It should blink red 10 times then go black. I added an escape: the DoEvents command allows you to click in cell A1 which will stop the macro.

----------


## KSChan

Thank you, Jeff for your reply and coding.
You mentioned that by using Conditional Formatting to determine the font color would interfer with the coding. So I got removed the conditioning formatting. Then I followed your instructions - putting your Worksheet_Change event in Sheet 1 and the Sub Blinker into Module 1.
However, nothing happens. Is there something that I missed to trigger the coding to work? My original intention was to have the text to blink when the workbook is open, that was why I put the "StartBlink" in "ThisWorkbook" using "Private Sub Workbook_Open()". I tried to put your Sub Blinker in "ThisWorkbook" but it didn't work. Instead I received a Compile error: Argument not optional. Any suggestions as to what I should do? Have I got to make some changes in your coding to make it work? Thank you.

----------


## KSChan

Sorry Jeff, I didn't notice the Blink text sample1.xlsm file you attached. I tried it and it shows the text blinking. How do I applied the blinking to all the cells in the range (B4 to B10) that have the word "Expiring soon"? I tried to change the Range("B4") to Range("B4:B10"), but I received a Run-time error "13", Type Mismatch. Can you suggest what I should do? Thank you.

----------


## Jeff Ho

I was working off your original setup, which was based on the Sheet_Change event. The Change event fires whenever you make any change on the sheet. If you type a number from 1 to 15 in A4, cell B4 will blink. In fact, if you type anything in any cell on the sheet, and the cell to its right contains "Expiring soon", it will blink. But it's one at a time.

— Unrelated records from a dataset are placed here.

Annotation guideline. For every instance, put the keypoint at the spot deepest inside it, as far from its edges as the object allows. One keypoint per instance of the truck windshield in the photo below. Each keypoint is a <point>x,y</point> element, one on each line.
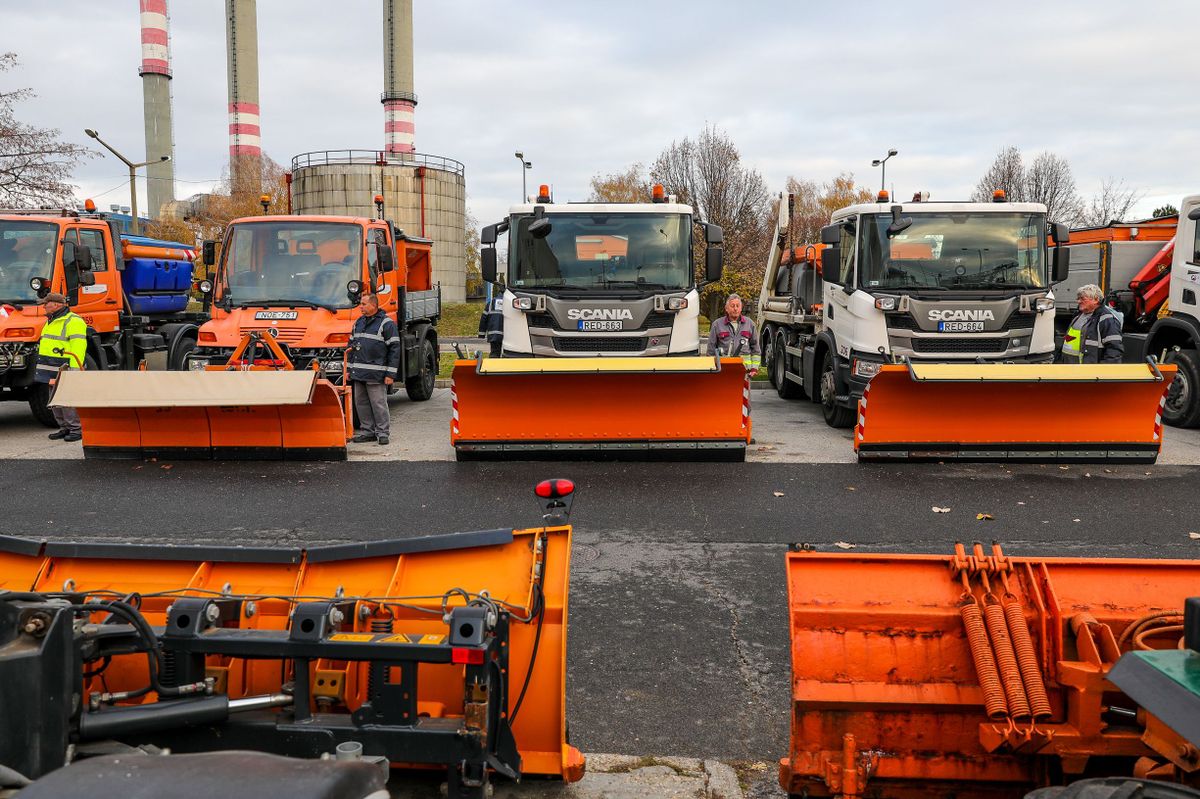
<point>954,251</point>
<point>275,263</point>
<point>27,250</point>
<point>621,251</point>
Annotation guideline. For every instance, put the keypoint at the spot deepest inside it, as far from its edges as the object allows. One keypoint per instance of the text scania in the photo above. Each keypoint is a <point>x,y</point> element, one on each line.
<point>941,314</point>
<point>599,313</point>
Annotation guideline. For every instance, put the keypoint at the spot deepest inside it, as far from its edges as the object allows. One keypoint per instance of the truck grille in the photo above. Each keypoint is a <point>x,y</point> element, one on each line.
<point>599,344</point>
<point>652,320</point>
<point>981,346</point>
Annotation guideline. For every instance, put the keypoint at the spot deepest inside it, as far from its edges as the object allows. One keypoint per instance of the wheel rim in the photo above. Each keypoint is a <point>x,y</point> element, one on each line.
<point>1179,396</point>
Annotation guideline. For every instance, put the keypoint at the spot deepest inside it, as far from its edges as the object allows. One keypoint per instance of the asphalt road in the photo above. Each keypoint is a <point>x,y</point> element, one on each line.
<point>678,631</point>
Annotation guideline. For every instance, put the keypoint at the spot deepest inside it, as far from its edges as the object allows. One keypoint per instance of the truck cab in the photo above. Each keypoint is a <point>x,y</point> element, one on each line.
<point>301,277</point>
<point>909,281</point>
<point>600,278</point>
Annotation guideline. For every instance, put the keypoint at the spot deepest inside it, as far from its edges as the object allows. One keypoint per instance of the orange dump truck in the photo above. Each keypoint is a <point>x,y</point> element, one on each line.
<point>131,290</point>
<point>300,277</point>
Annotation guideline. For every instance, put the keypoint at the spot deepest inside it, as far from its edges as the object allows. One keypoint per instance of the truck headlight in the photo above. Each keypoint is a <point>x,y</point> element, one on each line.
<point>867,368</point>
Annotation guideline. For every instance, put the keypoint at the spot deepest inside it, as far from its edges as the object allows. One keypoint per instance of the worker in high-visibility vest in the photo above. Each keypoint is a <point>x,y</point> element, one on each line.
<point>64,344</point>
<point>1095,334</point>
<point>733,336</point>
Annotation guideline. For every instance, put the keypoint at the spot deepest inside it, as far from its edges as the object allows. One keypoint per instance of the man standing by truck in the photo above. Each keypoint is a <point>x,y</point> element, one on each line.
<point>733,336</point>
<point>1095,334</point>
<point>375,361</point>
<point>64,344</point>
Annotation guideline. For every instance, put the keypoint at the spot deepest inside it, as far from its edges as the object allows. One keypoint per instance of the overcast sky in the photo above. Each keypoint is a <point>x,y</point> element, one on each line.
<point>803,89</point>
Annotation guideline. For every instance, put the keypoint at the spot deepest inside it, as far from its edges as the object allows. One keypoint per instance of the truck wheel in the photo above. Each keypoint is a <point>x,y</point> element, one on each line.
<point>835,415</point>
<point>40,397</point>
<point>1182,408</point>
<point>420,385</point>
<point>784,388</point>
<point>179,358</point>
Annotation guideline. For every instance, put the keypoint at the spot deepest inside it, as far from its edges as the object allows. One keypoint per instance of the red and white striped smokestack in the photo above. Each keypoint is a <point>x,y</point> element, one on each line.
<point>399,101</point>
<point>245,142</point>
<point>155,73</point>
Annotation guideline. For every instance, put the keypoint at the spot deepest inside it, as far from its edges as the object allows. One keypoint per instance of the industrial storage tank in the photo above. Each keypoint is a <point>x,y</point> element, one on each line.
<point>425,194</point>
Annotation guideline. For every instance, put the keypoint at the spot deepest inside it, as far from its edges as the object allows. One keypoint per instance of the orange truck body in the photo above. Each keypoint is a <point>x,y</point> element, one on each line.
<point>31,245</point>
<point>316,263</point>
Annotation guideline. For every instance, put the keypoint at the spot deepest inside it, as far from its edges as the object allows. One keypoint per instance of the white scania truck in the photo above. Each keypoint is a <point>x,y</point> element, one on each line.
<point>919,281</point>
<point>600,278</point>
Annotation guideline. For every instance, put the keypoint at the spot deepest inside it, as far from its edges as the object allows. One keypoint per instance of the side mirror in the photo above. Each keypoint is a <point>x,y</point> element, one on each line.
<point>387,258</point>
<point>487,264</point>
<point>831,264</point>
<point>1061,262</point>
<point>714,264</point>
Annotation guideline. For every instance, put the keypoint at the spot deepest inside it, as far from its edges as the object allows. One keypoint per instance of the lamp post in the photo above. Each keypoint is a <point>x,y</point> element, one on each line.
<point>883,162</point>
<point>526,166</point>
<point>135,226</point>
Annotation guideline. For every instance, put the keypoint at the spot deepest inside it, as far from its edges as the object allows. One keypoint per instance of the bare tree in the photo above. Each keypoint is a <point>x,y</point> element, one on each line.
<point>707,173</point>
<point>629,186</point>
<point>1007,173</point>
<point>35,163</point>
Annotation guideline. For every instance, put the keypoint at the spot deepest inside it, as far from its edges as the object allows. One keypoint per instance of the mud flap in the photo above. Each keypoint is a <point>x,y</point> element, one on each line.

I'd have to figure out the changes to the Blinker procedure that would make them all blink at once. I don't have the time to do that tonight, though.

Do you have a lot of records to apply this to? Is there a reason the conditional formatting isn't sufficient to make the users take note of what's coming due?

- Jeff

----------


## KSChan

Sorry to take up your precious time. Yes, I notice that the same words ("Expiring soon") don't blink at the same time. The number of records is around 20. Actually, using conditional formatting to highlight the words in red would suffice. But I just wanted to draw a bit more attention to the words appearing, and that is why I wanted to have the blinking effect. If you have the time and can figure out how to make them blink at the same time, it will be a bonus for me. I just need them to blink and there is no need to stop the blinking until the workbook is closed. Thank you again for your help. KS Chan.

----------


## teylyn

Why is this posted in the Office 365 forum? The OP uses 2007, as per the profile. Please move to the general forum.

----------


## dominicb

Good afternoon KSChan

This thread has been moved to the Excel General forum as it seems unrelated to Excel 365, and your profile shows you as using Excel 2007.
If this is no longer correct, then please take a moment to change it.

Thanks

DominicB

----------


## Jeff Ho

I think this one does it. Frankly, it would drive me crazy to have my workbook blinking at me constantly.  :EEK!:  

You can edit column A while the macro runs, but if you enter 1 to 15, the corresponding cell will not join the blinking until you stop the macro and restart it.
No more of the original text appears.